Coaching has been his life—until people noticed his Totoro
Around this time of the year, cheerleading coach Ajjie Mendelebar is more than just being busy. He handles three cheerleading teams: the grade school and high school teams of San Beda Alabang, the college squad of the University of Asia and the Pacific, all of which compete in the annual WNCAA (Womens National Athletic Association) Cheerleading competition usually scheduled around late February or early March.
But since the pandemic happened, all sports events have gone to a halt and no one knows when things would resume. This kind of uncertainty took a toll on everyone, especially on Mendelebar whose passion for the sport is beyond words. “There were moments I would break down,” he said.
Coaching has been his life and he really misses cheerleading and his girls.
One day he posted an artwork he made of Totoro, a famous character of Japanese animation film studio, Studio Ghibli, using only pen and ink on watercolor paper. People took notice of it.
“Because of the pandemic, people have more time to create and share art, the same goes with me,” he said.
Mendelebar—coach Ajjie to his athletes—has always been an artistic person. “I grew up as an artist and it has always been my extra-curricular activity.”
His creative outlet goes beyond pen and paper; he designs his teams’ cheer uniforms and does the choreography and stunts for cheer competitions and performances.
“When I initially studied to become an architect, I was introduced to a variety of art mediums and techniques.”
Mendelabar was also a member of the Salinggawi Dance Troupe at UST, the troupe which performs during halftime in the UAAP (University Athletic Association of the Philippines) games.
Now that he has enough time, he went back to stippling, a technique that incorporates several small circles or dots in the same color to create a composition. “I never really got the hang of it until recently when I had more than enough time to enjoy and really explore what I’d be able to accomplish with it.” Quoting Japanese artist Marie Kondo, he said, “If it sparks joy; do it.”

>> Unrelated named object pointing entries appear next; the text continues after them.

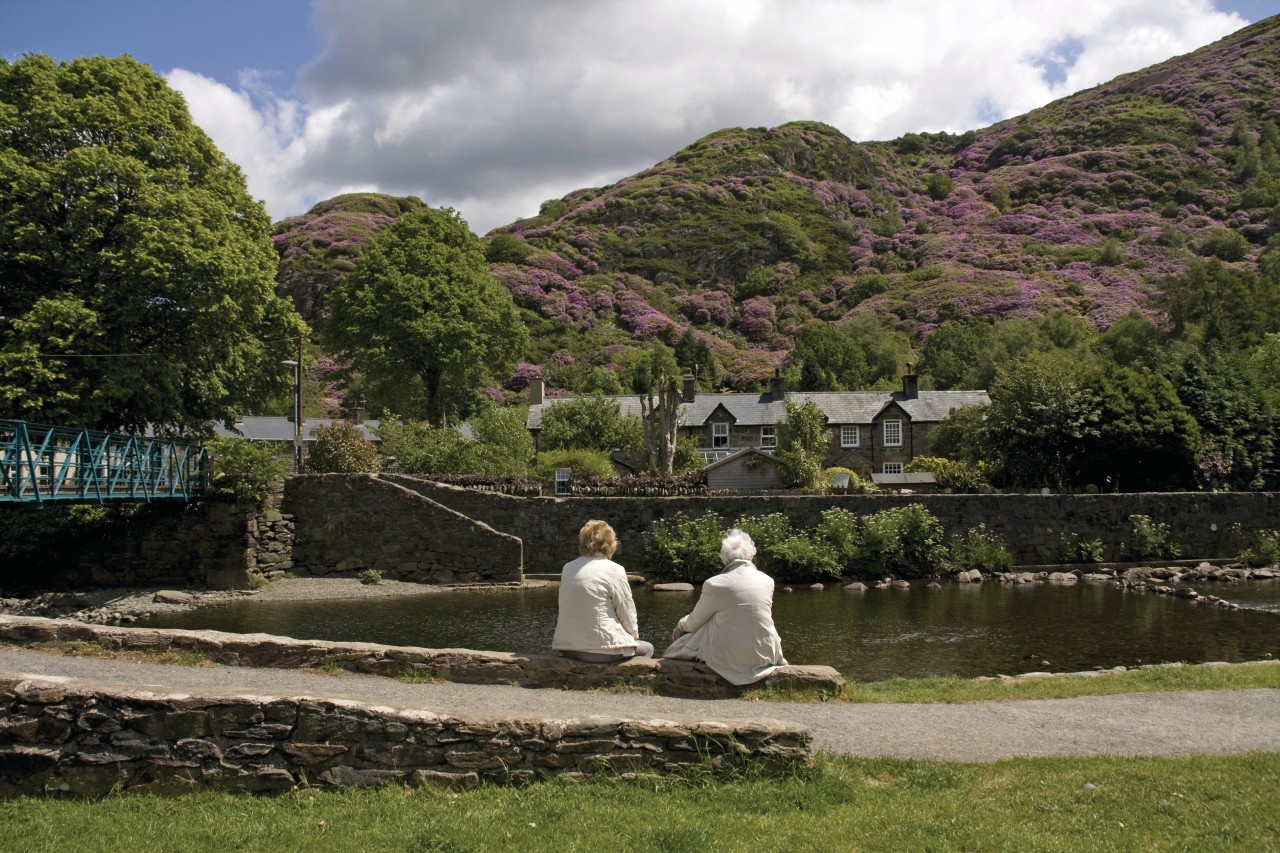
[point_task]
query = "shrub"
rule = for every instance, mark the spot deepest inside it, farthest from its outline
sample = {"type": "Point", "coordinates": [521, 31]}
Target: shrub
{"type": "Point", "coordinates": [342, 448]}
{"type": "Point", "coordinates": [840, 532]}
{"type": "Point", "coordinates": [1264, 551]}
{"type": "Point", "coordinates": [940, 186]}
{"type": "Point", "coordinates": [583, 464]}
{"type": "Point", "coordinates": [981, 548]}
{"type": "Point", "coordinates": [682, 547]}
{"type": "Point", "coordinates": [904, 541]}
{"type": "Point", "coordinates": [952, 474]}
{"type": "Point", "coordinates": [1225, 245]}
{"type": "Point", "coordinates": [856, 484]}
{"type": "Point", "coordinates": [1073, 548]}
{"type": "Point", "coordinates": [1150, 539]}
{"type": "Point", "coordinates": [1111, 254]}
{"type": "Point", "coordinates": [798, 557]}
{"type": "Point", "coordinates": [243, 470]}
{"type": "Point", "coordinates": [769, 533]}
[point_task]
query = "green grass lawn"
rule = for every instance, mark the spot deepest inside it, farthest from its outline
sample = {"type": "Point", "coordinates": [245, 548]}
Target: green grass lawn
{"type": "Point", "coordinates": [1197, 803]}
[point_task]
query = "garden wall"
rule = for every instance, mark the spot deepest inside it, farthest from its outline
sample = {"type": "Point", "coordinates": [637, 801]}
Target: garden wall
{"type": "Point", "coordinates": [1202, 523]}
{"type": "Point", "coordinates": [348, 523]}
{"type": "Point", "coordinates": [72, 738]}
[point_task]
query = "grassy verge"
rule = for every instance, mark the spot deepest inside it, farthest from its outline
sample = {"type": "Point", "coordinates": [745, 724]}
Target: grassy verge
{"type": "Point", "coordinates": [1202, 803]}
{"type": "Point", "coordinates": [80, 648]}
{"type": "Point", "coordinates": [950, 689]}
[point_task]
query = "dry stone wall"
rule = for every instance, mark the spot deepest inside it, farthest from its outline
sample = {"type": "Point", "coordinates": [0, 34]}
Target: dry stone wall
{"type": "Point", "coordinates": [670, 678]}
{"type": "Point", "coordinates": [82, 739]}
{"type": "Point", "coordinates": [350, 523]}
{"type": "Point", "coordinates": [1032, 525]}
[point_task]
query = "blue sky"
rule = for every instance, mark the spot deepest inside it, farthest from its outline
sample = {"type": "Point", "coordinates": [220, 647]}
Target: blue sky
{"type": "Point", "coordinates": [496, 105]}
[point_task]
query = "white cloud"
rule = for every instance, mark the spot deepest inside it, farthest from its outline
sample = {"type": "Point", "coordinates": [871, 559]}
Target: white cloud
{"type": "Point", "coordinates": [492, 106]}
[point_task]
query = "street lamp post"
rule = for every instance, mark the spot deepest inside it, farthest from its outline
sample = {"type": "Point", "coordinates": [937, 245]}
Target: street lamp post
{"type": "Point", "coordinates": [297, 409]}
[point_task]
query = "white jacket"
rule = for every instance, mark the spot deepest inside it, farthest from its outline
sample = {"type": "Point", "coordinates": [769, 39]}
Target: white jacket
{"type": "Point", "coordinates": [731, 628]}
{"type": "Point", "coordinates": [597, 612]}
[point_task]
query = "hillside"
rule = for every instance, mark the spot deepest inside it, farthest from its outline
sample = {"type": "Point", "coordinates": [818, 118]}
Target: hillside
{"type": "Point", "coordinates": [1087, 204]}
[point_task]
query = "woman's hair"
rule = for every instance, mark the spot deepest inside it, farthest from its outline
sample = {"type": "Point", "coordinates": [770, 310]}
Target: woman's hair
{"type": "Point", "coordinates": [736, 546]}
{"type": "Point", "coordinates": [597, 537]}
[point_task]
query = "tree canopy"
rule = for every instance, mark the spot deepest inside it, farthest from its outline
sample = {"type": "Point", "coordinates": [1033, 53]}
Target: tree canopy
{"type": "Point", "coordinates": [424, 320]}
{"type": "Point", "coordinates": [138, 273]}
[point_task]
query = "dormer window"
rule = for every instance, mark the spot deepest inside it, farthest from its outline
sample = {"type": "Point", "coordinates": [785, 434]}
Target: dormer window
{"type": "Point", "coordinates": [892, 433]}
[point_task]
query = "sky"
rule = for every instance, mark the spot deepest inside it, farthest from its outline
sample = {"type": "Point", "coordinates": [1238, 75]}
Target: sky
{"type": "Point", "coordinates": [493, 106]}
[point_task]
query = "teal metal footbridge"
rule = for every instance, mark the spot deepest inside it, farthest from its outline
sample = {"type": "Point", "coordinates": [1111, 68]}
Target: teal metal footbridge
{"type": "Point", "coordinates": [41, 464]}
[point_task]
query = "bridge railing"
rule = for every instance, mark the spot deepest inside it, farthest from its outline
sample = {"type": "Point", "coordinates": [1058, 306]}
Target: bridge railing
{"type": "Point", "coordinates": [40, 463]}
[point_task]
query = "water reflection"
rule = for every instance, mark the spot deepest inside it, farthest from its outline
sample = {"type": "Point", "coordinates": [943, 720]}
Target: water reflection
{"type": "Point", "coordinates": [961, 629]}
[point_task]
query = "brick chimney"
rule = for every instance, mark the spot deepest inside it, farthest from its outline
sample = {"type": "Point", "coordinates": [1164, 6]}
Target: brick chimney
{"type": "Point", "coordinates": [910, 382]}
{"type": "Point", "coordinates": [777, 388]}
{"type": "Point", "coordinates": [690, 388]}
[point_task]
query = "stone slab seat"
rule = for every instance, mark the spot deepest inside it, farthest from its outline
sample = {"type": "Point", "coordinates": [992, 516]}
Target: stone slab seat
{"type": "Point", "coordinates": [467, 666]}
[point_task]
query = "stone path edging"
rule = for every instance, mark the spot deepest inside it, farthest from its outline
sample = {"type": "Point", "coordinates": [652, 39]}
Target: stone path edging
{"type": "Point", "coordinates": [466, 666]}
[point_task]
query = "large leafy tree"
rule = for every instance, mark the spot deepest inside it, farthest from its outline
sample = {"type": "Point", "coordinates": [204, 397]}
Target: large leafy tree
{"type": "Point", "coordinates": [136, 270]}
{"type": "Point", "coordinates": [828, 359]}
{"type": "Point", "coordinates": [424, 320]}
{"type": "Point", "coordinates": [657, 381]}
{"type": "Point", "coordinates": [1146, 438]}
{"type": "Point", "coordinates": [590, 422]}
{"type": "Point", "coordinates": [1040, 424]}
{"type": "Point", "coordinates": [803, 441]}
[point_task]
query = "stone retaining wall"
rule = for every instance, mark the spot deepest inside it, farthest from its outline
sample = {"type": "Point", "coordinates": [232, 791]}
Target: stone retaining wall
{"type": "Point", "coordinates": [670, 678]}
{"type": "Point", "coordinates": [1032, 525]}
{"type": "Point", "coordinates": [63, 737]}
{"type": "Point", "coordinates": [347, 523]}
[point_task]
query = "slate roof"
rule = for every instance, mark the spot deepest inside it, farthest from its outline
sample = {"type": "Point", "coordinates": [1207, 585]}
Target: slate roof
{"type": "Point", "coordinates": [762, 409]}
{"type": "Point", "coordinates": [280, 429]}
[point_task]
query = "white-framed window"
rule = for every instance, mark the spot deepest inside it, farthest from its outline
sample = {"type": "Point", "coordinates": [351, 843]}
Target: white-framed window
{"type": "Point", "coordinates": [892, 433]}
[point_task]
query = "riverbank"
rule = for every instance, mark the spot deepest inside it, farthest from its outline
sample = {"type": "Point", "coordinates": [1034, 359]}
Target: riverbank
{"type": "Point", "coordinates": [127, 605]}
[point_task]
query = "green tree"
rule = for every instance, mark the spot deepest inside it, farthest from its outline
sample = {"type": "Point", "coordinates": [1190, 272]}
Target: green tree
{"type": "Point", "coordinates": [803, 442]}
{"type": "Point", "coordinates": [424, 319]}
{"type": "Point", "coordinates": [590, 422]}
{"type": "Point", "coordinates": [1146, 439]}
{"type": "Point", "coordinates": [1040, 423]}
{"type": "Point", "coordinates": [503, 442]}
{"type": "Point", "coordinates": [342, 448]}
{"type": "Point", "coordinates": [1225, 305]}
{"type": "Point", "coordinates": [1233, 416]}
{"type": "Point", "coordinates": [137, 270]}
{"type": "Point", "coordinates": [694, 355]}
{"type": "Point", "coordinates": [657, 381]}
{"type": "Point", "coordinates": [959, 355]}
{"type": "Point", "coordinates": [828, 359]}
{"type": "Point", "coordinates": [885, 350]}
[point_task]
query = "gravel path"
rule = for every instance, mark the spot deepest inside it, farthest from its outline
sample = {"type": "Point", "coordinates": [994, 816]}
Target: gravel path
{"type": "Point", "coordinates": [1146, 724]}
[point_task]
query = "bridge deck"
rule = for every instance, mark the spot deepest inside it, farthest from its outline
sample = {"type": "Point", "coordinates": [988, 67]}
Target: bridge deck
{"type": "Point", "coordinates": [40, 463]}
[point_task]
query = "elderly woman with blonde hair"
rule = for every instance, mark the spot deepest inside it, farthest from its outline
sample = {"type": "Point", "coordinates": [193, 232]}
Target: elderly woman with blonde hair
{"type": "Point", "coordinates": [731, 626]}
{"type": "Point", "coordinates": [597, 620]}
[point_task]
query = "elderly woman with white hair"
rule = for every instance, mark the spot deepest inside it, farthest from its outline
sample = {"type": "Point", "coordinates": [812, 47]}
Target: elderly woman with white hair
{"type": "Point", "coordinates": [731, 626]}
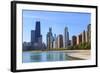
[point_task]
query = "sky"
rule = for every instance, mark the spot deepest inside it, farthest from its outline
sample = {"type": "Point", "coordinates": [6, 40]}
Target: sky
{"type": "Point", "coordinates": [75, 21]}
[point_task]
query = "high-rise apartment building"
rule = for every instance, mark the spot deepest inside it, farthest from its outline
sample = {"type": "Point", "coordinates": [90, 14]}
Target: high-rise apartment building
{"type": "Point", "coordinates": [66, 38]}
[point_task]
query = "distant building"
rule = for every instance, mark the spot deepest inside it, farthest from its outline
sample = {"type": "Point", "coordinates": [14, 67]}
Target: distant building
{"type": "Point", "coordinates": [66, 38]}
{"type": "Point", "coordinates": [79, 39]}
{"type": "Point", "coordinates": [60, 41]}
{"type": "Point", "coordinates": [54, 41]}
{"type": "Point", "coordinates": [26, 46]}
{"type": "Point", "coordinates": [49, 39]}
{"type": "Point", "coordinates": [37, 31]}
{"type": "Point", "coordinates": [83, 36]}
{"type": "Point", "coordinates": [36, 37]}
{"type": "Point", "coordinates": [32, 37]}
{"type": "Point", "coordinates": [86, 39]}
{"type": "Point", "coordinates": [74, 40]}
{"type": "Point", "coordinates": [89, 33]}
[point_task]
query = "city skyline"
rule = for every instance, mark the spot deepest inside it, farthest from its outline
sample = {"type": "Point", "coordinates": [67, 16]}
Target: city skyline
{"type": "Point", "coordinates": [29, 18]}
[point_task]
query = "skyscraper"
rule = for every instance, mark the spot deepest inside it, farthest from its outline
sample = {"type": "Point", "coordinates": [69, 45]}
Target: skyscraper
{"type": "Point", "coordinates": [66, 38]}
{"type": "Point", "coordinates": [54, 41]}
{"type": "Point", "coordinates": [60, 41]}
{"type": "Point", "coordinates": [49, 39]}
{"type": "Point", "coordinates": [89, 33]}
{"type": "Point", "coordinates": [74, 40]}
{"type": "Point", "coordinates": [79, 39]}
{"type": "Point", "coordinates": [37, 31]}
{"type": "Point", "coordinates": [83, 36]}
{"type": "Point", "coordinates": [32, 37]}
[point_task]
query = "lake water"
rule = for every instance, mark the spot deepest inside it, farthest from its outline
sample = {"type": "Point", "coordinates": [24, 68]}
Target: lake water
{"type": "Point", "coordinates": [45, 56]}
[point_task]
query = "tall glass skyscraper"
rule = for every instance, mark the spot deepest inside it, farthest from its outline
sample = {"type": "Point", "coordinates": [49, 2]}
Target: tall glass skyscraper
{"type": "Point", "coordinates": [66, 37]}
{"type": "Point", "coordinates": [49, 39]}
{"type": "Point", "coordinates": [37, 31]}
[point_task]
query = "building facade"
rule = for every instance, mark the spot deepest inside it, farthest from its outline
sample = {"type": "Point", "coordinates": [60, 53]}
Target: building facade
{"type": "Point", "coordinates": [66, 38]}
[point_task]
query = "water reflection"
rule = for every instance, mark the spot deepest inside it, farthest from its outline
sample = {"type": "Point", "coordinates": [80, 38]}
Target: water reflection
{"type": "Point", "coordinates": [44, 56]}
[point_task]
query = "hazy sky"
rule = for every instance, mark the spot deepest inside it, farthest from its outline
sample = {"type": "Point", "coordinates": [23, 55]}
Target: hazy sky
{"type": "Point", "coordinates": [76, 22]}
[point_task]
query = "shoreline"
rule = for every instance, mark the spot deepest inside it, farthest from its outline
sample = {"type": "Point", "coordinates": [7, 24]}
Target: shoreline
{"type": "Point", "coordinates": [82, 54]}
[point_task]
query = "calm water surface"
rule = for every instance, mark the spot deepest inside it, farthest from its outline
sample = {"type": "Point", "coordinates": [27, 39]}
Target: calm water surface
{"type": "Point", "coordinates": [44, 56]}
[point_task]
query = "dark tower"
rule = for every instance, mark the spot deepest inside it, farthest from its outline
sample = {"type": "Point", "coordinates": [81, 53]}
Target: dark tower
{"type": "Point", "coordinates": [37, 31]}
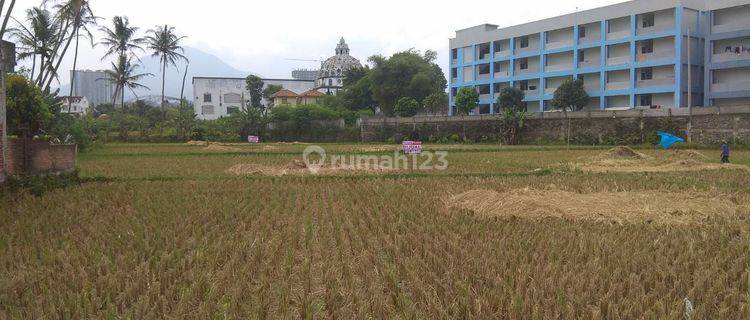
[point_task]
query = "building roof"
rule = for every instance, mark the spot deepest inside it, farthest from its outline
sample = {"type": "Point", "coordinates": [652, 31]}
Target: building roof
{"type": "Point", "coordinates": [284, 93]}
{"type": "Point", "coordinates": [311, 94]}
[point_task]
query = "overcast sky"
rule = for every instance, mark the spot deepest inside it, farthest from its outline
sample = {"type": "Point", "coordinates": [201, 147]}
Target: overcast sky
{"type": "Point", "coordinates": [259, 36]}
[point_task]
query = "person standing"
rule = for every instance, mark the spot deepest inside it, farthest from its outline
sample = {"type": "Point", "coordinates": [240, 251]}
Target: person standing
{"type": "Point", "coordinates": [725, 152]}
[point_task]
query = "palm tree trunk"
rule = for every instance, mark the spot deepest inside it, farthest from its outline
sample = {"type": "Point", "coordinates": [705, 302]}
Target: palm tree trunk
{"type": "Point", "coordinates": [73, 74]}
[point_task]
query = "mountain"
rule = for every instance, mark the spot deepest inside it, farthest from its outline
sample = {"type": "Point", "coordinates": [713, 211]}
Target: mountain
{"type": "Point", "coordinates": [201, 64]}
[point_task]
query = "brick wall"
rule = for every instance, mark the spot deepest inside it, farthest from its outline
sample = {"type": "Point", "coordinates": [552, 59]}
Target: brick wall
{"type": "Point", "coordinates": [710, 126]}
{"type": "Point", "coordinates": [39, 157]}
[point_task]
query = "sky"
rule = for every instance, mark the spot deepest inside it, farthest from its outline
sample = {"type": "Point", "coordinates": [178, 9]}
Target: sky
{"type": "Point", "coordinates": [262, 36]}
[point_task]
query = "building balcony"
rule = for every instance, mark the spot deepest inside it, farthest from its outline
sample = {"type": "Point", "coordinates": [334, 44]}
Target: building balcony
{"type": "Point", "coordinates": [655, 83]}
{"type": "Point", "coordinates": [731, 86]}
{"type": "Point", "coordinates": [502, 53]}
{"type": "Point", "coordinates": [729, 27]}
{"type": "Point", "coordinates": [667, 54]}
{"type": "Point", "coordinates": [613, 61]}
{"type": "Point", "coordinates": [729, 57]}
{"type": "Point", "coordinates": [588, 64]}
{"type": "Point", "coordinates": [558, 67]}
{"type": "Point", "coordinates": [558, 45]}
{"type": "Point", "coordinates": [655, 29]}
{"type": "Point", "coordinates": [617, 35]}
{"type": "Point", "coordinates": [502, 74]}
{"type": "Point", "coordinates": [623, 85]}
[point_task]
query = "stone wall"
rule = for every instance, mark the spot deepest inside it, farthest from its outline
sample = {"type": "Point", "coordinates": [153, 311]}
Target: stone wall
{"type": "Point", "coordinates": [39, 157]}
{"type": "Point", "coordinates": [710, 126]}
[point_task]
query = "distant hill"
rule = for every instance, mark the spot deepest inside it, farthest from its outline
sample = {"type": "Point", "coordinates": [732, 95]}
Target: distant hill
{"type": "Point", "coordinates": [201, 64]}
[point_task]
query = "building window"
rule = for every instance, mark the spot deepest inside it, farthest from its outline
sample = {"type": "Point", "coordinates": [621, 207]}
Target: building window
{"type": "Point", "coordinates": [646, 100]}
{"type": "Point", "coordinates": [524, 64]}
{"type": "Point", "coordinates": [647, 46]}
{"type": "Point", "coordinates": [648, 20]}
{"type": "Point", "coordinates": [647, 74]}
{"type": "Point", "coordinates": [524, 42]}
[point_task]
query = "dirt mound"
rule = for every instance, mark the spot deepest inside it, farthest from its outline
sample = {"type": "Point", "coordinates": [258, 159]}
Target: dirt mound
{"type": "Point", "coordinates": [221, 147]}
{"type": "Point", "coordinates": [662, 208]}
{"type": "Point", "coordinates": [622, 152]}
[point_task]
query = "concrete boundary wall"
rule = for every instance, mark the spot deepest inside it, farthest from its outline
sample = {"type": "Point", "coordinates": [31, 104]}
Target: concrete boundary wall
{"type": "Point", "coordinates": [709, 125]}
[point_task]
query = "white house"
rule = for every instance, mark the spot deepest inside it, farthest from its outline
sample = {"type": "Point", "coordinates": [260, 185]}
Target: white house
{"type": "Point", "coordinates": [219, 97]}
{"type": "Point", "coordinates": [75, 105]}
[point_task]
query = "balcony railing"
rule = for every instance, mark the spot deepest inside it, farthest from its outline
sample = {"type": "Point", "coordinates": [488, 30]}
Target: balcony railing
{"type": "Point", "coordinates": [588, 64]}
{"type": "Point", "coordinates": [734, 26]}
{"type": "Point", "coordinates": [502, 53]}
{"type": "Point", "coordinates": [618, 85]}
{"type": "Point", "coordinates": [730, 56]}
{"type": "Point", "coordinates": [502, 74]}
{"type": "Point", "coordinates": [618, 35]}
{"type": "Point", "coordinates": [613, 61]}
{"type": "Point", "coordinates": [655, 82]}
{"type": "Point", "coordinates": [655, 29]}
{"type": "Point", "coordinates": [558, 44]}
{"type": "Point", "coordinates": [656, 55]}
{"type": "Point", "coordinates": [731, 86]}
{"type": "Point", "coordinates": [589, 39]}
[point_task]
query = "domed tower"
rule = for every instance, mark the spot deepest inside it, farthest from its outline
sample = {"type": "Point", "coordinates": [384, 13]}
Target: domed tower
{"type": "Point", "coordinates": [332, 71]}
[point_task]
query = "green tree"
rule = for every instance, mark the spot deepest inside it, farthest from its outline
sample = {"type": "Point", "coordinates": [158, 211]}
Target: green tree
{"type": "Point", "coordinates": [164, 42]}
{"type": "Point", "coordinates": [570, 95]}
{"type": "Point", "coordinates": [466, 100]}
{"type": "Point", "coordinates": [406, 107]}
{"type": "Point", "coordinates": [269, 91]}
{"type": "Point", "coordinates": [27, 111]}
{"type": "Point", "coordinates": [405, 74]}
{"type": "Point", "coordinates": [254, 86]}
{"type": "Point", "coordinates": [436, 103]}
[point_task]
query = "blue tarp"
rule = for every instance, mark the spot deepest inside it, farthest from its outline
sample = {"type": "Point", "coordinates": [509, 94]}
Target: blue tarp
{"type": "Point", "coordinates": [668, 139]}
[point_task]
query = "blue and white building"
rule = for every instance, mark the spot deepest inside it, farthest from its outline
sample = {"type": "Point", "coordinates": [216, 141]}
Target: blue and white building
{"type": "Point", "coordinates": [641, 53]}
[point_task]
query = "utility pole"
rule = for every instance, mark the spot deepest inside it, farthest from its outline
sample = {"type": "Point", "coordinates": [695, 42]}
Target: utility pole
{"type": "Point", "coordinates": [690, 91]}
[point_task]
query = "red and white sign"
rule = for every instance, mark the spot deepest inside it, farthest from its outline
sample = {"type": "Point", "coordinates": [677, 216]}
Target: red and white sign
{"type": "Point", "coordinates": [412, 147]}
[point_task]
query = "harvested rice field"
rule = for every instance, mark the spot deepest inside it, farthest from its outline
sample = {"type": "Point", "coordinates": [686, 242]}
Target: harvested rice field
{"type": "Point", "coordinates": [213, 231]}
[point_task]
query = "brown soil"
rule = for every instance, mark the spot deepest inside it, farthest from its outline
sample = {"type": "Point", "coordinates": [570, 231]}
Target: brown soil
{"type": "Point", "coordinates": [298, 167]}
{"type": "Point", "coordinates": [635, 207]}
{"type": "Point", "coordinates": [624, 159]}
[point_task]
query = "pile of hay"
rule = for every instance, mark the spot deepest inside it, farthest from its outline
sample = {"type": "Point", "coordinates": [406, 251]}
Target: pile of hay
{"type": "Point", "coordinates": [624, 159]}
{"type": "Point", "coordinates": [298, 167]}
{"type": "Point", "coordinates": [635, 207]}
{"type": "Point", "coordinates": [220, 147]}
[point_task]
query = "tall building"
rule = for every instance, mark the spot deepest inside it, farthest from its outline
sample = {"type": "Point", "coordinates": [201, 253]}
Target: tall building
{"type": "Point", "coordinates": [94, 86]}
{"type": "Point", "coordinates": [641, 53]}
{"type": "Point", "coordinates": [333, 70]}
{"type": "Point", "coordinates": [219, 97]}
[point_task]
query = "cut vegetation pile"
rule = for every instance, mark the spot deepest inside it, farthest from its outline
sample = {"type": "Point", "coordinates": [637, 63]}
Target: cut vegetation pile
{"type": "Point", "coordinates": [637, 207]}
{"type": "Point", "coordinates": [298, 167]}
{"type": "Point", "coordinates": [624, 159]}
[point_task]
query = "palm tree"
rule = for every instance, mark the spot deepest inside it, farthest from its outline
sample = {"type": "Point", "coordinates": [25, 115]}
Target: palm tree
{"type": "Point", "coordinates": [121, 39]}
{"type": "Point", "coordinates": [73, 16]}
{"type": "Point", "coordinates": [123, 75]}
{"type": "Point", "coordinates": [165, 44]}
{"type": "Point", "coordinates": [36, 40]}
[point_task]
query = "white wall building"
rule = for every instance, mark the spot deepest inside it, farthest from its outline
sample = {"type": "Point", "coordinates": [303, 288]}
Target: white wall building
{"type": "Point", "coordinates": [218, 97]}
{"type": "Point", "coordinates": [75, 105]}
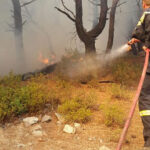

Mendelebar’s creations usually gravitate towards plants and animals. “But I’m basically up for anything.” It takes around 12 to 16 hours to make an art piece, depending on the design. “I take breaks in between because it can get strenuous for the hands and eyes.”
He has been getting a lot of inquiries for portraits, but unfortunately it’s not his strongest suit yet. “I’d have to practice more. But we’ll see, I’m excited to see how far I’d go.”
He even mounted a fund-raising drive selling some of his works for the victims of recent typhoons.
For now, Mendelebar is taking each day as it comes. “I’m humbled by the appreciation of the people around me. I get a lot of compliments from friends, family, and fellow artists. It’s truly humbling.”
These feedbacks push him to be better and take more risks, just like in cheerleading. For now, however, the pom poms have taken the back seat to pen and paper.